As the demand for energy-efficient, sustainable and smart technology is rapidly increasing, IBM has developed a new technology, considered the world’s first energy-efficient chips for AI inference and training. The chip is built with 7-nanometer technology. A team of researchers proposed a hardware accelerator that supports a range of model types that can achieve leading power efficiency on all the models in a paper presented at the 2021 International Solid-State Conference.
AI accelerators are specialized hardware that is specifically designed to speed up AI applications, especially neural networks, deep learning, and machine learning. They are multicore and mainly focus on low-precision arithmetic or in-memory computing. These tasks boost the performance of large AI algorithms.

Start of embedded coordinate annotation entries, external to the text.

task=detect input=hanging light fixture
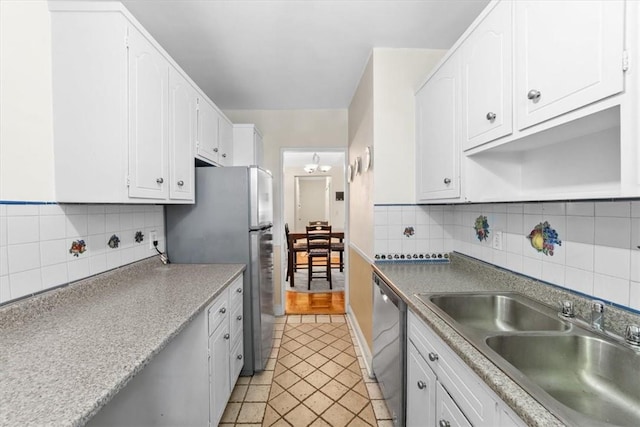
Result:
[304,153,331,173]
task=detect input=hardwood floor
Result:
[285,291,345,314]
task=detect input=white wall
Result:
[348,55,378,255]
[373,48,446,203]
[224,110,347,245]
[0,0,55,201]
[282,166,346,230]
[375,200,640,311]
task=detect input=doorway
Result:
[294,176,331,230]
[280,149,348,314]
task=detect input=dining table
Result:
[289,229,344,287]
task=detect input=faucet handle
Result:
[591,300,604,313]
[560,300,576,317]
[624,325,640,347]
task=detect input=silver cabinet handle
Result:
[527,89,542,102]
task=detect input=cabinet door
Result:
[406,341,436,427]
[209,322,231,425]
[462,1,513,149]
[514,0,624,129]
[196,98,220,163]
[416,54,460,201]
[219,117,233,166]
[169,67,197,200]
[129,27,169,199]
[436,382,471,427]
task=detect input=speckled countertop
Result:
[0,258,245,426]
[374,254,638,427]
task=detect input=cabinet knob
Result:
[527,89,542,102]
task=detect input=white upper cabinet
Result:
[416,53,460,201]
[218,116,234,166]
[196,97,220,163]
[129,28,169,200]
[169,67,198,200]
[507,0,625,129]
[49,1,232,203]
[461,1,513,150]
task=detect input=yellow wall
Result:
[349,248,373,349]
[349,57,382,254]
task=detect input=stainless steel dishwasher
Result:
[373,273,407,427]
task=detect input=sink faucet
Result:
[591,301,604,331]
[560,300,576,317]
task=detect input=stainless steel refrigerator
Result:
[165,166,274,375]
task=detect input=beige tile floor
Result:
[220,315,393,427]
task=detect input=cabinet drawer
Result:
[208,289,229,335]
[229,340,244,389]
[229,275,244,311]
[408,313,496,426]
[436,382,472,427]
[229,305,244,347]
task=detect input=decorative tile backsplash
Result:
[374,200,640,310]
[0,202,165,303]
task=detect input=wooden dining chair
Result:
[284,223,307,288]
[307,225,333,290]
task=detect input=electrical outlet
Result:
[149,230,158,249]
[493,231,502,251]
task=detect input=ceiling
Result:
[122,0,488,109]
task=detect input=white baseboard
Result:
[347,308,375,378]
[273,304,284,316]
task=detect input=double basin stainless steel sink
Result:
[417,292,640,426]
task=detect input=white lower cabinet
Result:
[87,276,244,427]
[209,276,244,426]
[406,341,438,427]
[406,312,525,427]
[209,322,231,425]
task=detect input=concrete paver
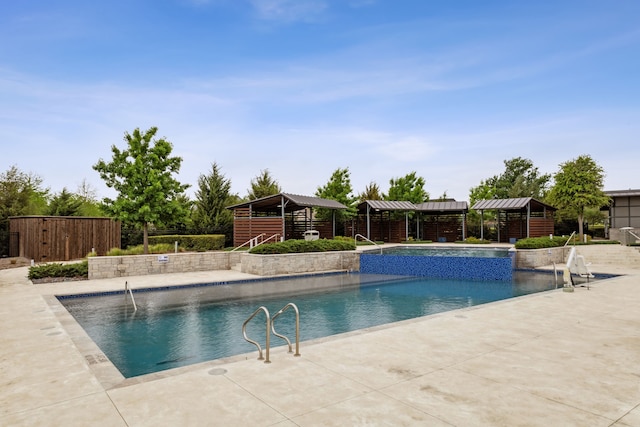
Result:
[0,266,640,427]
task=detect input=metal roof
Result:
[472,197,556,210]
[604,188,640,197]
[416,201,469,212]
[227,193,347,212]
[358,200,416,211]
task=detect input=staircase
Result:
[576,245,640,269]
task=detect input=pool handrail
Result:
[124,280,138,312]
[271,302,300,356]
[242,306,271,363]
[353,234,382,254]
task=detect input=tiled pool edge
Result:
[360,254,514,281]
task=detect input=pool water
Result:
[380,246,509,258]
[58,271,568,377]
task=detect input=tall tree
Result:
[358,182,382,202]
[469,157,551,206]
[316,168,357,222]
[385,171,429,204]
[47,187,82,216]
[247,169,282,200]
[93,127,189,254]
[192,163,238,242]
[547,154,609,241]
[75,178,104,216]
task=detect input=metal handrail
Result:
[231,233,280,252]
[271,302,300,356]
[354,234,382,254]
[242,306,271,363]
[231,233,264,252]
[563,231,576,248]
[124,281,138,311]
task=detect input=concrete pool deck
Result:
[0,265,640,427]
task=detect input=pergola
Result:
[227,193,347,246]
[358,200,469,241]
[472,197,556,242]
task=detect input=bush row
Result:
[149,234,225,252]
[249,239,356,255]
[27,260,89,280]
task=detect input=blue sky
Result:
[0,0,640,200]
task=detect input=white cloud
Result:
[250,0,328,23]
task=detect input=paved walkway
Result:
[0,266,640,427]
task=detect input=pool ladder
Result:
[242,302,300,363]
[124,282,138,312]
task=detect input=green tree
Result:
[75,179,104,217]
[47,187,82,216]
[192,163,239,243]
[469,157,551,206]
[316,168,358,223]
[358,182,382,202]
[384,171,429,204]
[547,155,609,240]
[93,127,189,254]
[0,165,48,256]
[247,169,282,200]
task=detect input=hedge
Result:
[27,260,89,280]
[149,234,225,252]
[249,239,356,255]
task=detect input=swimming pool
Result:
[58,271,568,377]
[378,246,509,258]
[360,246,515,282]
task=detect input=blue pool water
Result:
[360,246,515,282]
[58,271,568,377]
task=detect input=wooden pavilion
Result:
[472,197,556,243]
[351,200,469,243]
[227,193,347,247]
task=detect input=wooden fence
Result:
[9,216,121,262]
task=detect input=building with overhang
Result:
[472,197,556,243]
[228,193,347,247]
[604,189,640,242]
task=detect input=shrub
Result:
[27,260,89,280]
[515,236,568,249]
[462,236,491,245]
[249,239,356,255]
[149,234,225,252]
[107,243,175,256]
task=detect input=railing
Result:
[354,234,382,254]
[271,302,300,356]
[124,281,138,311]
[242,306,271,363]
[563,231,576,248]
[231,233,280,252]
[242,302,300,363]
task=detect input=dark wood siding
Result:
[9,216,121,262]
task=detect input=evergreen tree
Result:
[192,163,239,243]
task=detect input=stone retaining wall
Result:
[516,247,569,268]
[89,252,231,280]
[241,251,360,276]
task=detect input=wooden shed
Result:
[9,216,121,262]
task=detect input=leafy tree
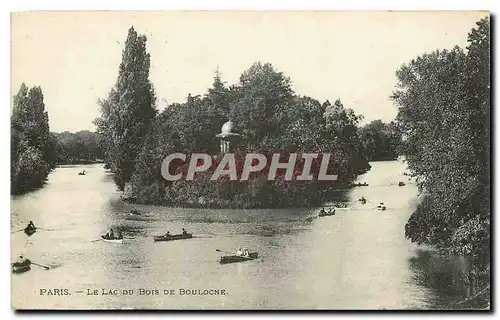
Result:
[393,19,491,268]
[230,62,293,149]
[95,27,156,190]
[11,83,55,193]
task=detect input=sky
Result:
[11,11,487,132]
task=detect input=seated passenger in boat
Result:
[15,255,26,264]
[26,221,36,230]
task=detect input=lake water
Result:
[11,161,468,309]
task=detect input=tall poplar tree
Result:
[95,27,156,190]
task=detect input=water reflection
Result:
[11,162,470,309]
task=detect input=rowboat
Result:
[101,236,123,243]
[12,259,31,273]
[318,210,335,217]
[220,252,259,264]
[24,227,36,236]
[154,233,193,242]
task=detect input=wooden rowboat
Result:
[101,236,123,243]
[220,252,259,264]
[154,233,193,242]
[24,227,36,236]
[12,259,31,273]
[318,209,335,217]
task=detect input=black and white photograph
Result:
[10,10,492,311]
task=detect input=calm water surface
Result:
[11,161,467,309]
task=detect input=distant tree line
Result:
[393,19,491,304]
[95,27,370,207]
[360,120,401,161]
[51,130,104,164]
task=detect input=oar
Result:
[215,249,256,260]
[31,262,50,270]
[215,249,234,254]
[37,227,62,231]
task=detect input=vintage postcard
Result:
[10,11,491,310]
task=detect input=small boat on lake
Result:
[318,208,335,217]
[219,252,259,264]
[154,233,193,242]
[12,259,31,273]
[101,236,123,243]
[351,182,368,187]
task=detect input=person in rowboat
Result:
[15,255,26,264]
[236,248,243,257]
[26,220,36,230]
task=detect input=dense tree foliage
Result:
[393,19,491,298]
[360,120,401,161]
[52,130,104,164]
[95,27,156,190]
[10,83,56,193]
[123,62,369,207]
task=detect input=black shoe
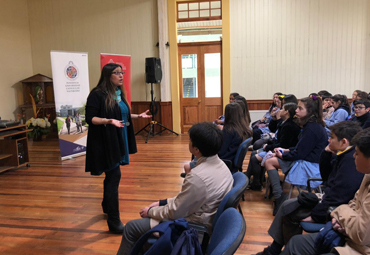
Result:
[254,246,274,255]
[107,218,124,234]
[250,182,262,191]
[272,193,288,216]
[101,200,108,214]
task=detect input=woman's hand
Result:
[301,216,314,222]
[140,206,150,218]
[325,145,336,154]
[331,218,347,235]
[107,119,125,128]
[137,110,152,119]
[149,201,159,207]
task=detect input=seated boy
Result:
[281,126,370,255]
[257,121,364,255]
[117,122,234,254]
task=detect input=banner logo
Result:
[65,61,78,80]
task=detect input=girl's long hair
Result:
[297,96,325,126]
[235,95,251,126]
[269,92,283,113]
[224,103,252,141]
[96,63,126,111]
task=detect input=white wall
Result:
[0,0,33,120]
[28,0,160,101]
[230,0,370,99]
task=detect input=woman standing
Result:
[85,63,151,234]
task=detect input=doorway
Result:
[178,41,223,133]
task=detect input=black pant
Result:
[102,166,121,219]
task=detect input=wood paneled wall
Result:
[131,99,272,131]
[131,102,173,134]
[230,0,370,99]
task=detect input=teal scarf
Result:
[114,87,122,103]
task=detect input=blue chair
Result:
[189,172,249,253]
[207,208,247,255]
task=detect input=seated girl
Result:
[265,97,328,215]
[278,129,370,255]
[348,100,370,129]
[325,94,351,127]
[213,92,239,125]
[252,92,283,143]
[184,103,252,174]
[246,103,301,190]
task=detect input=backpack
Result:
[130,218,189,255]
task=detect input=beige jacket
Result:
[331,174,370,255]
[148,155,234,228]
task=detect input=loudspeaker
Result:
[17,142,26,165]
[145,58,162,83]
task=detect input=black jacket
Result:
[311,146,364,223]
[85,88,137,175]
[264,118,301,151]
[283,122,328,163]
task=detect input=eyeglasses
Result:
[112,72,124,75]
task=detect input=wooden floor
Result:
[0,135,273,255]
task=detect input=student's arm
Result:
[148,172,207,220]
[311,157,364,222]
[331,176,370,246]
[283,129,318,161]
[325,109,348,127]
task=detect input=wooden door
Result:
[178,42,222,133]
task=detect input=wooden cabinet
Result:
[0,125,29,172]
[20,74,56,123]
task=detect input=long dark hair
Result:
[297,96,325,126]
[96,63,126,111]
[224,103,252,140]
[235,95,251,126]
[331,94,351,114]
[269,92,283,113]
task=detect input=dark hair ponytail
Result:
[298,96,325,126]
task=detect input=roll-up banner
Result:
[50,51,90,160]
[100,53,131,105]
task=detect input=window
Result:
[177,0,222,22]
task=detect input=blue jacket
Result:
[325,107,349,127]
[283,122,328,163]
[218,128,243,162]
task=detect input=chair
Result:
[207,208,247,255]
[189,172,249,253]
[230,137,252,173]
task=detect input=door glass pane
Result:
[181,54,198,98]
[204,53,221,97]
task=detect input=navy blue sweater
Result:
[311,146,364,223]
[283,122,328,163]
[218,128,243,162]
[264,118,301,151]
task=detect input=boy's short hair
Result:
[329,121,362,145]
[189,122,223,157]
[353,99,370,108]
[352,128,370,158]
[321,92,333,100]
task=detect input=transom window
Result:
[177,0,222,22]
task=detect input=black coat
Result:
[311,146,364,223]
[264,118,301,151]
[85,88,137,175]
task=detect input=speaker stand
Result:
[135,83,179,143]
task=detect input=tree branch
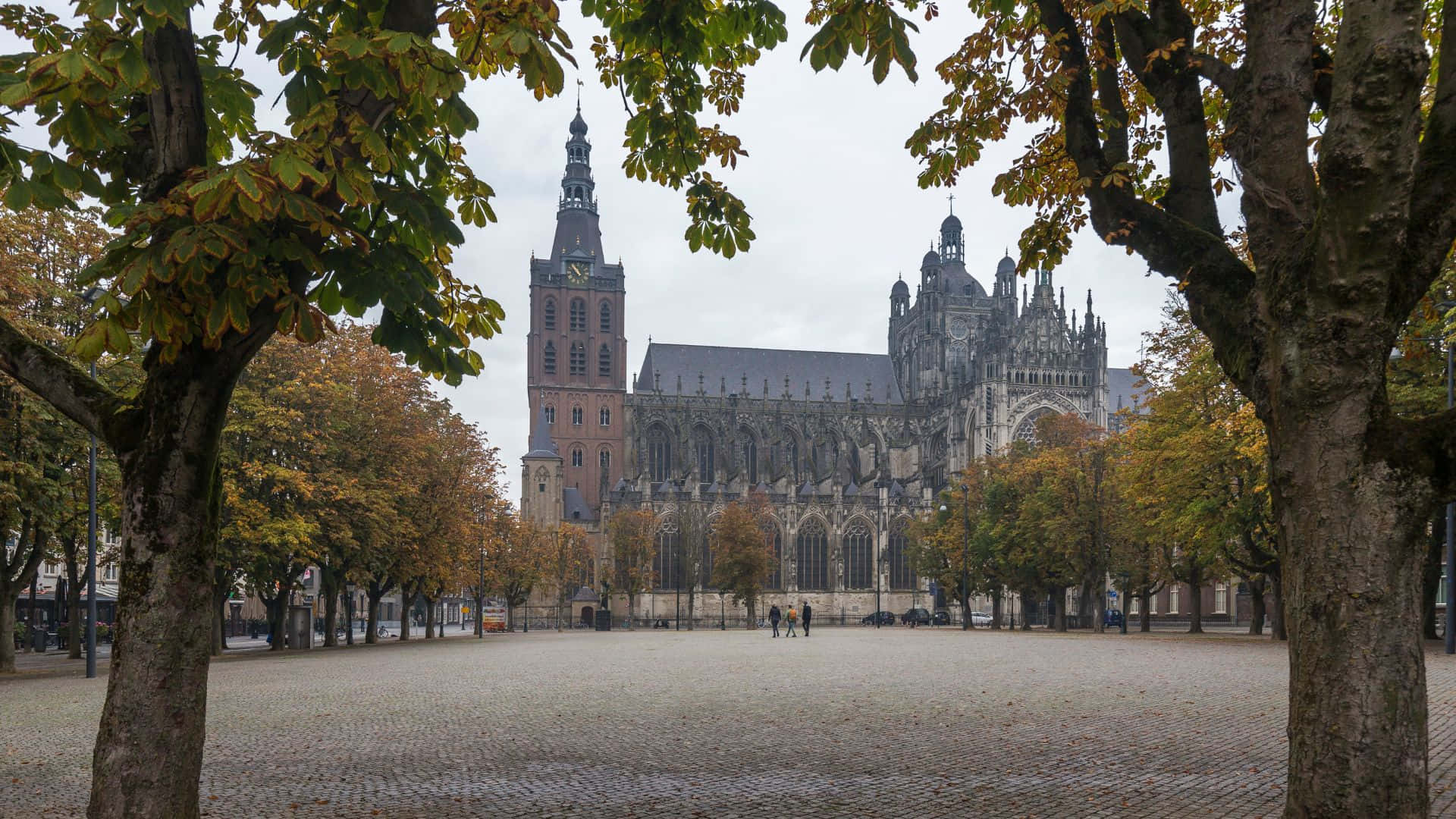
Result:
[1188,51,1239,99]
[1376,410,1456,503]
[0,316,131,449]
[1037,0,1263,395]
[1225,0,1318,274]
[1388,3,1456,321]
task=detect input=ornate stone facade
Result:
[522,114,1133,618]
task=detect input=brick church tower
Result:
[522,103,626,520]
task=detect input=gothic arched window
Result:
[951,344,967,379]
[571,341,587,376]
[652,517,682,588]
[693,427,714,484]
[845,522,875,588]
[793,517,828,592]
[1012,408,1050,446]
[885,520,916,592]
[763,526,783,588]
[646,427,673,484]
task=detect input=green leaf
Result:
[5,179,32,212]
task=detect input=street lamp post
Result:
[961,484,971,631]
[1395,302,1456,654]
[344,580,355,645]
[82,286,104,679]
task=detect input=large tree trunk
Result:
[1269,419,1431,817]
[399,588,419,642]
[364,587,384,645]
[0,600,14,673]
[87,369,236,819]
[1252,577,1268,635]
[1269,574,1288,640]
[264,588,288,651]
[1421,504,1446,640]
[1188,566,1204,634]
[318,568,342,648]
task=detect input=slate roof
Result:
[633,341,904,403]
[1106,367,1143,414]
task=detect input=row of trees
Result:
[0,210,126,673]
[913,296,1283,637]
[915,288,1456,640]
[212,324,513,651]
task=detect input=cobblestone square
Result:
[0,626,1456,819]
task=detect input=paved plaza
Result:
[0,628,1456,819]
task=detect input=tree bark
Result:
[264,588,288,651]
[364,587,384,645]
[399,587,419,642]
[320,588,339,648]
[1188,566,1204,634]
[87,362,236,819]
[0,600,14,673]
[1421,504,1446,640]
[1247,577,1268,635]
[1269,574,1288,640]
[1269,422,1431,817]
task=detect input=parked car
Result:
[900,609,930,625]
[859,612,896,625]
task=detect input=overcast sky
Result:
[441,5,1166,497]
[0,3,1170,497]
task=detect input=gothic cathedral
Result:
[521,109,1134,623]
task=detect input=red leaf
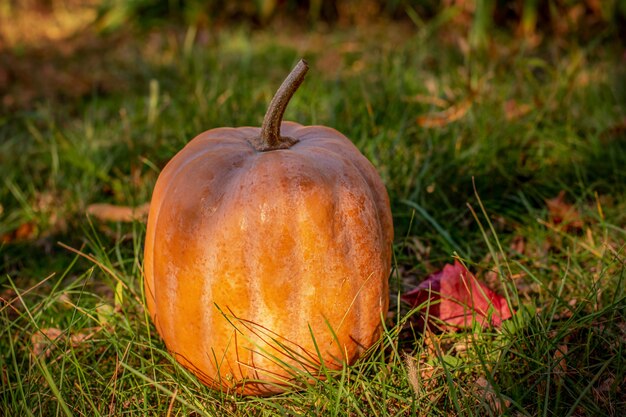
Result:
[401,261,511,330]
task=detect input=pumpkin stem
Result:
[257,59,309,151]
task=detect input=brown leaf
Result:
[546,191,583,230]
[30,327,63,358]
[552,344,568,380]
[417,98,473,128]
[87,203,150,222]
[474,376,511,415]
[504,99,533,121]
[401,260,512,330]
[0,222,37,243]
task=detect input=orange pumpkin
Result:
[144,61,393,395]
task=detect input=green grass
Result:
[0,11,626,416]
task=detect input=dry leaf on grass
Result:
[546,191,583,230]
[401,261,512,330]
[474,376,511,415]
[30,327,63,358]
[504,99,533,121]
[552,344,569,381]
[417,98,474,128]
[0,222,37,243]
[30,327,102,358]
[87,203,150,222]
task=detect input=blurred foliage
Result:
[0,0,626,37]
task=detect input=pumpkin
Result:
[144,60,393,395]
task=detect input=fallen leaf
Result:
[30,326,102,358]
[0,222,37,243]
[552,344,568,382]
[87,203,150,222]
[401,261,512,330]
[504,99,533,121]
[30,327,63,357]
[417,98,473,127]
[402,94,448,108]
[546,191,583,229]
[474,376,511,415]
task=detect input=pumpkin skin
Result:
[144,63,393,395]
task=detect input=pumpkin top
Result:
[250,59,309,152]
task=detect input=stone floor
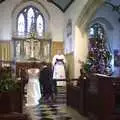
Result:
[25,87,88,120]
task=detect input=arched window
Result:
[88,23,105,39]
[87,23,112,75]
[17,6,45,36]
[18,13,25,35]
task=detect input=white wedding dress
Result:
[26,68,41,106]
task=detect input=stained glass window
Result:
[37,15,43,35]
[89,23,104,39]
[18,13,25,35]
[17,6,45,36]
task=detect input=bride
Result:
[26,68,41,106]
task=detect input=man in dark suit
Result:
[40,62,52,100]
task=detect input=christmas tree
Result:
[84,23,112,75]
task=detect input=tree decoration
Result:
[84,23,112,75]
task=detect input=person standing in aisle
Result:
[52,50,66,95]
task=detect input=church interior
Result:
[0,0,120,120]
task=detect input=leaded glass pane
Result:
[18,13,25,35]
[37,15,43,36]
[27,8,35,32]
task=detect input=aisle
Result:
[26,87,87,120]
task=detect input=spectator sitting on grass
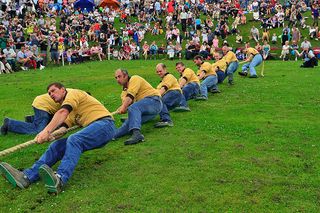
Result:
[290,41,300,61]
[262,41,271,60]
[142,41,149,60]
[166,41,174,60]
[279,41,290,61]
[90,44,104,61]
[300,48,318,68]
[149,41,158,59]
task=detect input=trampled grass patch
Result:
[0,60,320,212]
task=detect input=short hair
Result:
[176,61,184,66]
[47,82,65,91]
[157,63,167,69]
[117,68,129,76]
[193,55,203,61]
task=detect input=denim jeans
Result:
[160,90,183,121]
[23,118,116,184]
[242,54,262,75]
[180,82,200,107]
[226,61,239,80]
[115,96,163,138]
[200,75,218,98]
[8,107,52,134]
[217,70,226,84]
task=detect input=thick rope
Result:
[0,111,118,157]
[0,126,79,157]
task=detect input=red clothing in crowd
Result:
[167,1,174,13]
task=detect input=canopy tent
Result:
[74,0,94,12]
[99,0,120,9]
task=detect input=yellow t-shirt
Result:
[212,58,227,72]
[179,68,200,84]
[61,89,112,127]
[157,73,182,94]
[223,51,238,64]
[197,62,217,78]
[121,75,160,101]
[247,47,259,56]
[32,94,61,115]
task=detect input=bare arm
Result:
[36,108,69,143]
[198,71,206,80]
[159,87,167,96]
[117,96,133,114]
[179,78,187,88]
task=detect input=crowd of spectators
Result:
[0,0,320,73]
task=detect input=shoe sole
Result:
[154,124,173,128]
[172,109,191,112]
[0,164,25,189]
[39,165,58,193]
[124,139,144,146]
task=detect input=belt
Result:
[95,115,113,121]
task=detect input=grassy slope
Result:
[115,11,319,52]
[0,61,320,212]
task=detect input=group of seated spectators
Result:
[0,0,320,73]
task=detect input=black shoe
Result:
[195,95,208,101]
[124,133,144,145]
[24,115,34,123]
[172,106,191,112]
[0,118,9,135]
[39,164,63,194]
[249,75,258,78]
[209,89,221,94]
[0,162,30,189]
[238,72,248,77]
[120,117,128,123]
[154,121,173,128]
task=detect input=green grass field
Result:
[0,60,320,212]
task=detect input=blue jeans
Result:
[226,61,239,76]
[226,61,239,81]
[115,96,163,138]
[160,90,183,121]
[180,82,200,107]
[200,75,218,98]
[8,107,52,134]
[242,54,262,75]
[217,70,226,84]
[23,118,116,184]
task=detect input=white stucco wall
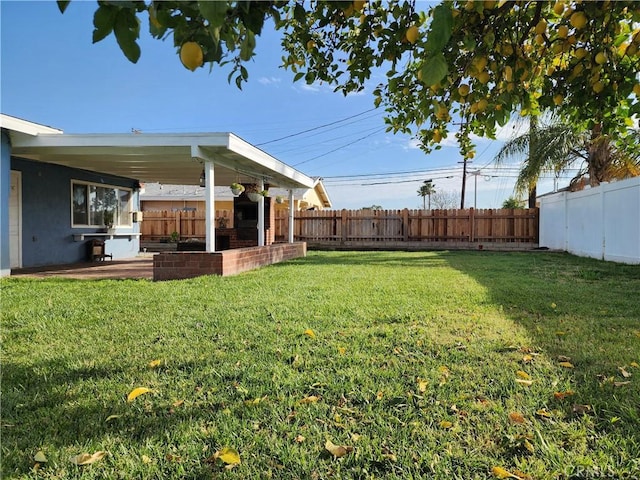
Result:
[540,177,640,264]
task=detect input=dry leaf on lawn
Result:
[509,412,526,424]
[33,450,47,463]
[299,395,320,405]
[324,440,353,458]
[491,467,522,480]
[69,450,107,466]
[213,447,240,465]
[127,387,151,402]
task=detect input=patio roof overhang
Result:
[11,132,315,189]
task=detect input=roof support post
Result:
[258,178,264,247]
[289,189,295,243]
[204,161,216,252]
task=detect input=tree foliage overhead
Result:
[58,0,640,158]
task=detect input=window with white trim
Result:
[71,180,133,227]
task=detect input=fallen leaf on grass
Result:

According to IBM, their four-core chip, currently in research stages, is optimized for low-precision workloads with various AI and machine learning models. This technique requires less silicon area, which ensures better cache usage and reduces memory bottlenecks leading to a decrease in time and energy costs while training AI models. This chip is considered to be among the very few ultra-low precision ‘hybrid FP8’ formats incorporating chips. It is one of the first chips to feature power management and maximize performance by slowing down computation phases with high energy consumption.
IBM claims that their new chip achieved more than 80% utilization for training and more than 60% for inference. The chip’s performance was considered to be far better than other dedicated inference and training chips. Their chip offers high sustained utilization that can guarantee better real-life performance. IBM aims to apply the novel-chip design to commercial applications, including large-scale training in the cloud, security, privacy, and autonomous vehicles in the coming years. According to the researchers at IBM, the chip can be used for cloud training of large deep learning models in vision, speech, and natural language processing using 8-bit formats. Apart from these, the chips can be used for several inference applications like speech-to-text AI services, financial transaction fraud detection, and natural language processing services.